Ventile und ihre Eigenschaften
Kann man das, was ein Regelventil von Honewell kann nur mit diesem erledigen. Oder kann der alte Heimeier, die gute Frau Danfoss, Baby Oventrop oder MNG etwas Ähnliches bieten?
Wie immer, wenn im SBZ Monteur solch eine Frage gestellt wird, gibt es interessante Antworten und ein wenig Grundlagen für Anlagenmechaniker.
Was wird verlangt?
Nehmen wir uns als Beispiel ein schlichtes Thermostatventil (THV).
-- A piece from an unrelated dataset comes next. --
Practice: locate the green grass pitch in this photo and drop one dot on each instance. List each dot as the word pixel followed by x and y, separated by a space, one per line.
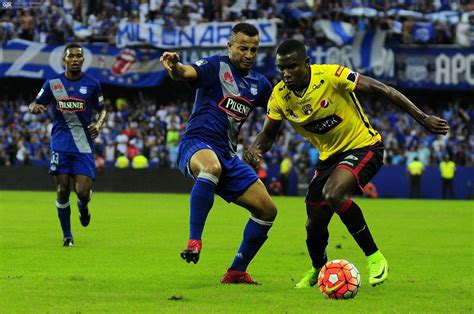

Irgendwo im weit verzweigten System eines Heizungsrohrnetzes soll es den bedarfsgerechten Volumenstrom zu einem Heizkörper organisieren. Dazu ist erstmal interessant, wie hoch die Leistung des Heizkörpers (HK) ist und mit welcher Spreizung dieser ausgelegt wurde. Beispielsweise könnte der Heizkörper mit 1000 Watt bei 10 Kelvin Spreizung arbeiten. Dann müsste im Auslegungsfall, also beispielsweise bei minus 12 °C Außentemperatur, ein vorgegebener Volumenstrom durch diesen HK fließen.
Rund 86 Kilogramm Heizwasser werden also pro Stunde durch diesen Heizkörper fließen, wenn dieser die vorgesehenen 1000 Watt Leitung abgibt.
Wo wird es verlangt?
Die Position dieses Heizkörpers im Netz ist aber noch nicht genau beschrieben worden. Es könnte der letzte Heizkörper im vierten Obergeschoss des Mehrfamilienhauses sein, mit einer Leitungslänge von insgesamt 400 Meter. Oder dieser Heizkörper sitzt direkt über dem Heizraum und damit nahe bei der Umwälzpumpe mit einer Anbindelänge von insgesamt nur 4 Meter.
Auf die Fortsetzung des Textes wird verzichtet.